What is the length of the segment of the number line consisting of the points that satisfy #(x-4)^2 \le 9#?

I thought it was #7# but that was wrong...
Can't #x# be #1, 2, 3, 4, 5, 6,# and #7#?

*This question is from AoPS (AoPS info below).
Subject: Algebra
Focus: Quadratic Inequalities

1 Answer
Jun 7, 2018

6

Explanation:

OHHHH OKAY SO I'M DUMB. I got it wrong because it's asking for the length, and even though there are 7 numbers, the distance is 6.
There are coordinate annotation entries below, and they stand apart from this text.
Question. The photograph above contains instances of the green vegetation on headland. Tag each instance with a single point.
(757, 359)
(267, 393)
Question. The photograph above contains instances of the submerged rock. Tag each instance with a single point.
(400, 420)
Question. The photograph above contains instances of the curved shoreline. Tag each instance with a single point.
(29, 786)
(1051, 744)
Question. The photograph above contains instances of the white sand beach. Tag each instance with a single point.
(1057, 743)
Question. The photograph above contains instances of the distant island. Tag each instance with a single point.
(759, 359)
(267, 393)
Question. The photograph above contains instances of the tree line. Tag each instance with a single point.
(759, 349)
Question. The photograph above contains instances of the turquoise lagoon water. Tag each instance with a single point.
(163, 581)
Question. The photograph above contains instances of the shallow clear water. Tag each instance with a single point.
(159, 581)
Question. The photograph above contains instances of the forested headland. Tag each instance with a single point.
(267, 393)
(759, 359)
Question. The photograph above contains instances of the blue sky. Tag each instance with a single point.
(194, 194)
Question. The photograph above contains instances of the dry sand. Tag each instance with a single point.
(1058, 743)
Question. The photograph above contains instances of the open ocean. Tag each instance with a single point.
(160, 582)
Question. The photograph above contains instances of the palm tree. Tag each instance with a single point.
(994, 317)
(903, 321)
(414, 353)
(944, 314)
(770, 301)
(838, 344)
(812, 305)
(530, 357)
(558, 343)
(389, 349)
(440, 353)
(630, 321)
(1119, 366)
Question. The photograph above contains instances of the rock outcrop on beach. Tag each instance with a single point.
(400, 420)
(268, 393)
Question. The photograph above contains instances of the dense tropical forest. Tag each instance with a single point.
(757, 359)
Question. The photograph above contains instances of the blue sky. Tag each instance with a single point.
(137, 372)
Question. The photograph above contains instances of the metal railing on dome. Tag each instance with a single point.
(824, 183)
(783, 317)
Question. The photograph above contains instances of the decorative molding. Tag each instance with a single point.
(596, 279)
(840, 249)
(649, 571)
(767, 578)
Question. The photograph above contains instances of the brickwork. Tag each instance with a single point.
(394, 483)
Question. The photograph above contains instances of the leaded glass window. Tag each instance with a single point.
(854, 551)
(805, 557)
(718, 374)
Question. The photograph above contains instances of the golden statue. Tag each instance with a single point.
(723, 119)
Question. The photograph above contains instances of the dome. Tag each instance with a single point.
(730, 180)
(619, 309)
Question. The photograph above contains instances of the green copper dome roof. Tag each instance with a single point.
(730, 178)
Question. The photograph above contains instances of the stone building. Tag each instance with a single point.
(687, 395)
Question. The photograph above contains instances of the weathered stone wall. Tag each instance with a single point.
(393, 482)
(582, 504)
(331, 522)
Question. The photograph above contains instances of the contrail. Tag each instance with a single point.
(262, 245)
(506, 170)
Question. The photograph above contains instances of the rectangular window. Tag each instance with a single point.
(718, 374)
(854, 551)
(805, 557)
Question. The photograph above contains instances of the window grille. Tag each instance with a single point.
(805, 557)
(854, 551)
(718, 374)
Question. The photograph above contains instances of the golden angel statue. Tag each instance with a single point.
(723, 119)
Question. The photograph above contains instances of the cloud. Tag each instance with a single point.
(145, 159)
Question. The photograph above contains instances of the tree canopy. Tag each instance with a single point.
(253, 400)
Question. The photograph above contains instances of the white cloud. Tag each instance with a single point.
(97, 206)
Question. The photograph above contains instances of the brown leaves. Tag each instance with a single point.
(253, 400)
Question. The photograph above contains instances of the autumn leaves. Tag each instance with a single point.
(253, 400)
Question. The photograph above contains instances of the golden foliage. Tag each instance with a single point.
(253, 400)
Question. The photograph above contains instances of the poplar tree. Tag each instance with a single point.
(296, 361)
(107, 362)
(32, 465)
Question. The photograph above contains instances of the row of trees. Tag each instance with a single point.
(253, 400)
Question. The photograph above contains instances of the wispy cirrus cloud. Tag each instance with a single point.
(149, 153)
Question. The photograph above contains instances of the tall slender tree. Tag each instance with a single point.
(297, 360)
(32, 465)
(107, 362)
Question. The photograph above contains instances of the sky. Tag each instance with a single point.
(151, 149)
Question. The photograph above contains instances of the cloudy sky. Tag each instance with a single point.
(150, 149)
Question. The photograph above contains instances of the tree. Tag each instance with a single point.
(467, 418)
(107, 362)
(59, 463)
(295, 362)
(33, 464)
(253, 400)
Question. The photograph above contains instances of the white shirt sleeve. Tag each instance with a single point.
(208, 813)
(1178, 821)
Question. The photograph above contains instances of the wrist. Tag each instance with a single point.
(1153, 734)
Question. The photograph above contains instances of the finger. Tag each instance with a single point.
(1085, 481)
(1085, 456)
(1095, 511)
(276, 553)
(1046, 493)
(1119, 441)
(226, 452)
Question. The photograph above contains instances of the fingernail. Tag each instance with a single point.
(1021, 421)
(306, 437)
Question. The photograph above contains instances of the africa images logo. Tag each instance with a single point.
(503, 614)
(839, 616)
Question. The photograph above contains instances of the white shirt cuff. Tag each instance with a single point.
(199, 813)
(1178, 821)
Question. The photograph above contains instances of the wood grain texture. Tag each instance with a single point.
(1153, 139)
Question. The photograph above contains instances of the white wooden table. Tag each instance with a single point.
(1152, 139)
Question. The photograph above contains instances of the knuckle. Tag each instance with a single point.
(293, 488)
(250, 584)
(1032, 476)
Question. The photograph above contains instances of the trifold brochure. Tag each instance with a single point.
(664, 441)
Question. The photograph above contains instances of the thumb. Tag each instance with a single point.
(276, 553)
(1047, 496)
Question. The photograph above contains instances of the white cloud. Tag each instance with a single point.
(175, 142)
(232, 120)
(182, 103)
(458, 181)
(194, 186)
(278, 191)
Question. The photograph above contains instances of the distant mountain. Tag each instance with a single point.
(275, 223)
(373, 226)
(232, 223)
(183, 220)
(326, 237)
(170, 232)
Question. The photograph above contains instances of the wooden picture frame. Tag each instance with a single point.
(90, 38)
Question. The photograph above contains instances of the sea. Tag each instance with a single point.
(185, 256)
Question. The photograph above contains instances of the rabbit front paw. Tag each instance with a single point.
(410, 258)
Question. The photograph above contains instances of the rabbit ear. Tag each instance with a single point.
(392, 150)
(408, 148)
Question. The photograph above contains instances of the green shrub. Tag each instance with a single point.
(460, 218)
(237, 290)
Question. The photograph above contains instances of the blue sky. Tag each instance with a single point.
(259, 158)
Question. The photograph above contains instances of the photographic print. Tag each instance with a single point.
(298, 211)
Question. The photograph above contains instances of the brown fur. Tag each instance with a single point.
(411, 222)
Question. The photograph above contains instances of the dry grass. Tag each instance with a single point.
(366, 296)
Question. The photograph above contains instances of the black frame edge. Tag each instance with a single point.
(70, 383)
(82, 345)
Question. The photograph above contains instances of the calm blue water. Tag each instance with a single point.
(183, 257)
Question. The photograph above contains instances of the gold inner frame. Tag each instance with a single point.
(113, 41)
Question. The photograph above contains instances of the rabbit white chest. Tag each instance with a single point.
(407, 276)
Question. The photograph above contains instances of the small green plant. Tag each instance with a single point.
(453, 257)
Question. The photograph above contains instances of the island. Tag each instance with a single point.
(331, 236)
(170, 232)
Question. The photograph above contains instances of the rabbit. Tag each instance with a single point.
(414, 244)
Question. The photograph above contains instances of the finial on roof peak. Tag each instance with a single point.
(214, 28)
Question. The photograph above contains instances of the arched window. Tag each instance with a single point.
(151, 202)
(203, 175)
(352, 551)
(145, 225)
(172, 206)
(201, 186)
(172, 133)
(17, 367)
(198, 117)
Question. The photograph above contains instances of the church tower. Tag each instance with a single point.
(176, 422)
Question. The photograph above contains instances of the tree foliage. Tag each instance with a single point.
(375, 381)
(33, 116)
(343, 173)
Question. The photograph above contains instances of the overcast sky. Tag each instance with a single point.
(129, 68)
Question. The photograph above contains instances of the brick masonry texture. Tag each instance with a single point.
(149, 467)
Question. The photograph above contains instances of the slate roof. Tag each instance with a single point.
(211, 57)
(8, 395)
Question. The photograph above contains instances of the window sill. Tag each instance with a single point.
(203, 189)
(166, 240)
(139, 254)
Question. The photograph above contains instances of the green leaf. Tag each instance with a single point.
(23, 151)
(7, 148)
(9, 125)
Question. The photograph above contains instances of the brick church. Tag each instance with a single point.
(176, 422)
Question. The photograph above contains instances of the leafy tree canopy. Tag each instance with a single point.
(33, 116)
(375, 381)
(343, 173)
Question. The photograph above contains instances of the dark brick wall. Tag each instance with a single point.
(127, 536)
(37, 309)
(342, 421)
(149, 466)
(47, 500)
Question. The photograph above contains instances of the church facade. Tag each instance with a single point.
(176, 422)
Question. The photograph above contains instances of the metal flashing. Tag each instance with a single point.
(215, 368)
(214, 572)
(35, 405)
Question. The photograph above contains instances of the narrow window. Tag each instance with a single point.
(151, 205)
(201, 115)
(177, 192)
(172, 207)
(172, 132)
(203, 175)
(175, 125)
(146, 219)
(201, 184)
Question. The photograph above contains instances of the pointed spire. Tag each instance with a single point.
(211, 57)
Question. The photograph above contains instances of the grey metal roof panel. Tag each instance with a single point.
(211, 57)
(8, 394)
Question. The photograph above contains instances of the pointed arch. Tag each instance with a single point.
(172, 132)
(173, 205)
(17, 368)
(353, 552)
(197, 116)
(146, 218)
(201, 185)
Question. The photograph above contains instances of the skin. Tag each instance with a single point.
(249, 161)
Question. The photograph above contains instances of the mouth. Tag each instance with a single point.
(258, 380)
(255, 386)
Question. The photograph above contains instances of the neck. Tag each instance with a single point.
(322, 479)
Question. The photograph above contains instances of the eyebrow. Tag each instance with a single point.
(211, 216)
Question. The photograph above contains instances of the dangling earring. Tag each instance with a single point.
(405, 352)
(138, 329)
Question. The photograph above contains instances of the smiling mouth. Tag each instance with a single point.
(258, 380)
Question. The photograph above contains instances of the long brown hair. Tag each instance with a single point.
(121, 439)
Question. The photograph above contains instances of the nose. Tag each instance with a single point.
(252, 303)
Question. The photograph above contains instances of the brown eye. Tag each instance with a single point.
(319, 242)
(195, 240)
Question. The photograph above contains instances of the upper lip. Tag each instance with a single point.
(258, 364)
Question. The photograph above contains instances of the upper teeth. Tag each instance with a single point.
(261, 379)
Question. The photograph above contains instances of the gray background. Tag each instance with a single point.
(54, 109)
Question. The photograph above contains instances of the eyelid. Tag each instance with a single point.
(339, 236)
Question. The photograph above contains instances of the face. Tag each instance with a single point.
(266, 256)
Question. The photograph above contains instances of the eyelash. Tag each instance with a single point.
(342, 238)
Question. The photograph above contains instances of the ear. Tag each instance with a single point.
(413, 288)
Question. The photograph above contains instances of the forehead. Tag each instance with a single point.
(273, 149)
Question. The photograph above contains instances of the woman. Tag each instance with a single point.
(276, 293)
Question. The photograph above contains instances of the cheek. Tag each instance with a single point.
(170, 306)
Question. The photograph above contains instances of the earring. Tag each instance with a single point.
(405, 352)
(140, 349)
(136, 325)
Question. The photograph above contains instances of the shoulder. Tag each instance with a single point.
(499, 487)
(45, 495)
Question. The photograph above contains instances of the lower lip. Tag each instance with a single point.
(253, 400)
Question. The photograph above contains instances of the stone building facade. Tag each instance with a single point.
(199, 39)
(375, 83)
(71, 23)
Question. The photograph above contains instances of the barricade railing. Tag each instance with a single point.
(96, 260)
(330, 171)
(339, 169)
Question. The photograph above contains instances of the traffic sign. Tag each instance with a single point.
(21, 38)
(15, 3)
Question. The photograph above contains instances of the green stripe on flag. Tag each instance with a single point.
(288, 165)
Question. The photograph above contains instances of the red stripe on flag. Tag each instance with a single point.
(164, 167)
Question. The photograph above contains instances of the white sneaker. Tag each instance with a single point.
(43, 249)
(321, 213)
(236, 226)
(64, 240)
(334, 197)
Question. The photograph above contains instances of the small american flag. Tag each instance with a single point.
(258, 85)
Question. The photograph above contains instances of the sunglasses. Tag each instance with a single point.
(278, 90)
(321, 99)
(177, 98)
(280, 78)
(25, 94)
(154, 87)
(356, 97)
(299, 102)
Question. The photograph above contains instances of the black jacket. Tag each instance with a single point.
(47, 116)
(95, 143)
On to the Real Explanation

First, take the square root of both sides. Then you get:
#x-4\le3#
Add #4# to both sides.
#x\le7#
However, if you think about it (and look at what the question is asking), #x# cannot possibly equal all of the values less than #7#.
Checking different values, you can see that 0 doesn't work.
And so,
#x# can be anywhere from #1# to #7#.
Not a very good solution, I know, but...
oh! here's

AoPS' Solution:

Since the square of #x-4# is at most 9, the value of #x-4# must be between #-3# and #3# (or equal to either). So, we have #-3 \le x-4 \le 3#. Thus, #1 \le x \le 7#. Therefore, our answer is #6#.

OR -

If #(x-4)^2 \le 9#, then #x# can be no more than 3 away from 4. Therefore, the values of #x# from 1 to 7 satisfy the inequality, and our answer in #6#.